This week we’ll be opening seven houses in England and Northern Ireland to visitors for the first time since lockdown. They're part of our phased reopening, to ensure we can safely welcome you back to the houses we care for. John Orna-Ornstein, our Director of Culture and Engagement, explains what we’ve been doing to prepare to reopen the doors again.
It's just over 16 weeks since we closed all our houses back in March to help restrict the spread of coronavirus. We know our supporters are keen to get back inside and see their favourite properties and collections once more. The houses we care for are remarkable places, full of hidden corners and many packed with treasures – but that creates challenges for us to reopen safely.
Life in lockdown
When we first went into lockdown our teams had to quickly work to close the houses and make sure they were safe and secure for however long lockdown would be in place. That meant closing blinds and curtains to protect them from light damage and using dust covers wherever possible. While they’ve been closed to visitors, a small team has been working behind the scenes to keep an eye on them with regular checks. We’ve already repelled a moth infestation at Blickling in Norfolk and averted a threat from mould to books in the library at Lanhydrock in Cornwall.
Opening the doors again
Now we’re beginning to reopen a few houses. Seven houses in England and Northern Ireland will reopen from Monday 13 July. The house experience will necessarily be rather different for the moment. Visitor numbers will be limited so not all those who book a visit to the property will be able to view the house. We know people will be disappointed if that's the case but we ask for your support and patience while we test this phased reopening.
We’re starting with a small number to make sure we can do it right. Houses present us with a unique set of challenges to overcome. They’re indoor spaces and sometimes very confined which makes social distancing difficult in certain rooms and corridors in the house. They're full of precious historic objects which are sensitive to cleaning. Even some of the floors and doors are so old that they require very careful cleaning. So reopening with these new changes needs to be done with great care.
Most of the houses we care for were built as family homes and each is different, with its own quirks and challenges. To ensure safety, before each house can open, we need to review all elements of our visitor route to identify which rooms can be safely opened and the best route for visitors to take around the house. In places where potential pinch points might be, such as where you might want longer to view particularly important collection items, we need a plan to ensure social distancing can be maintained. New cleaning regimes need to be put in place and adjustments made to ensure the houses are always well ventilated while also keeping their collections protected.
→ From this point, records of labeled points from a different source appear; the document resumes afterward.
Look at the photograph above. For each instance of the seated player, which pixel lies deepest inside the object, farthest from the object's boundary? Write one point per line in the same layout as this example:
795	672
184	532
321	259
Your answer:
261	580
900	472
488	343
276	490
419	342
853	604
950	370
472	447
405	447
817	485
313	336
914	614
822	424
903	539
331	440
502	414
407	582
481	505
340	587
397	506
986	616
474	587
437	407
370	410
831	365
When you visit you'll find one-way systems in place and in many cases only part of the house will be open. ‘Hands on’ elements have been removed and you may see fewer members of staff and volunteers in some places. And, of course, you’ll see hand sanitizers, clear signage and anything else needed to support safe visiting.
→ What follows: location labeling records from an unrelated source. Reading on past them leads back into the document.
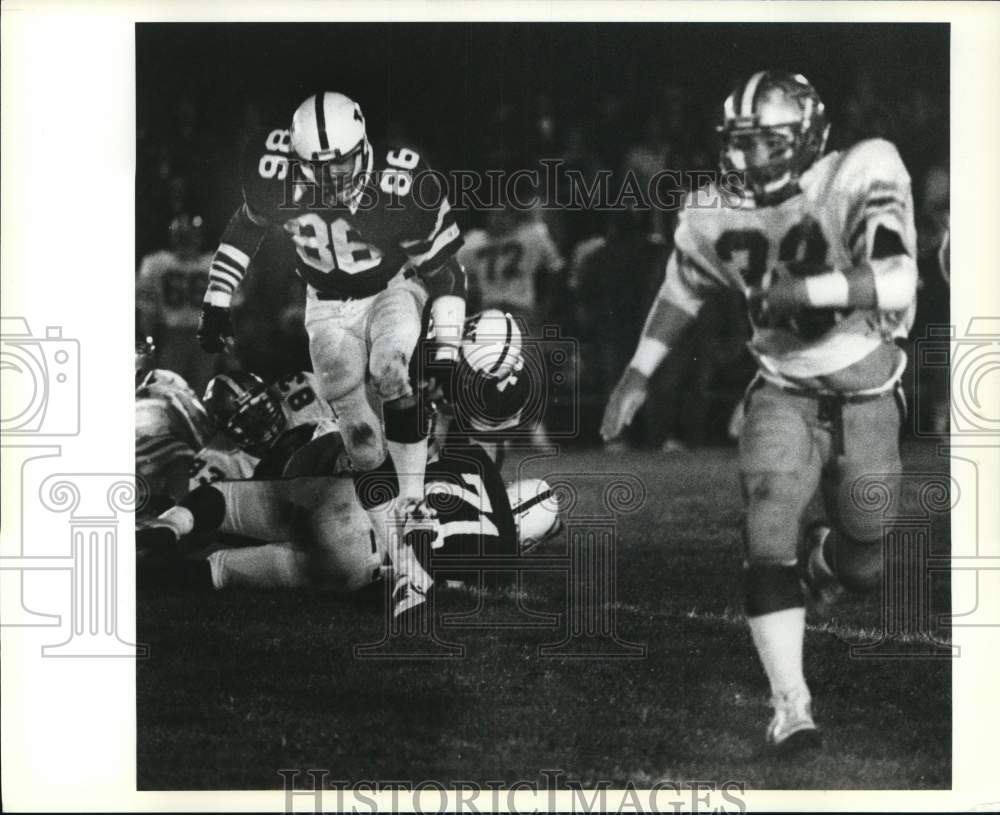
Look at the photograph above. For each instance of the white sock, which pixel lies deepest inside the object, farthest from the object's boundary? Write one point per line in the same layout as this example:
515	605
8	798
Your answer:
410	461
778	637
273	566
403	559
178	519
Opening more houses is going to take time. We expect to build on this month’s pilot, but we'll do so carefully and safely. We need to be ready to make adjustments if government guidance changes and we may find better ways of doing things as our trial reopening progresses. We'll gradually be able to open more houses over the next few weeks as we complete our safety reviews and reopening plans for them.
Welcoming you back to parks and gardens
In recent weeks we’ve already been able to reopen many of the gardens and parks that we care for. Thanks to the help of our members and supporters, we safely and gradually reopened more than 125 gardens and parklands in England, Wales and Northern Ireland. We’re so pleased to have been able to welcome back over a million visitors and we've had a great response from members, delighted to be back.
Throughout the process we’ve been following government guidance and putting the safety of our visitors, staff and volunteers first. The use of a booking system is vital to manage safe visitor numbers. We’ve an intensive cleaning regime and one-way systems are applied where necessary. We’re also managing to introduce outdoor kiosks for tea and coffee. The two places I’ve been lucky enough to visit so far, Wimpole Hall and Anglesey Abbey, show how well this is working. So far, so good.
But, however large the estate and however interesting the landscape, for many the house is a centrepiece. It’s the place that most reflects the personality, taste and world view of one or many owners. Think of the carefully prescribed approach William John Bankes took to the decoration of Kingston Lacy, while living in exile on the Continent. Or the personality that exudes from Shaw’s Corner in Hertfordshire. I, along with other visitors, enjoyed safely exploring the reopened gardens at Anglesey Abbey recently, but the house remained closed. As it so clearly reflects the tastes of the 1st Lord Fairhaven I felt I was missing something of the character and personality of the property.
Supporting the nation’s love for cultural heritage
The lockdown has taught us how important it is for people to engage with our cultural heritage and connect with cultural activities. The recent weeks have seen a flowering of creativity. Hand-painted signs have appeared in many windows. Poetry has been shared online. Musical instruments have been dusted down and played. And home baking is at an all-time high.
The greatest expression of creativity across the National Trust is the houses we care for. They’re full of paintings, photographs, embroidery, hand-annotated books and more, produced both by the master craftsman and the humble amateur. They’re places that inspire people today to be creative, so we’re determined to get the houses we care for open for visitors to enjoy once again.
We look forward to welcoming you back.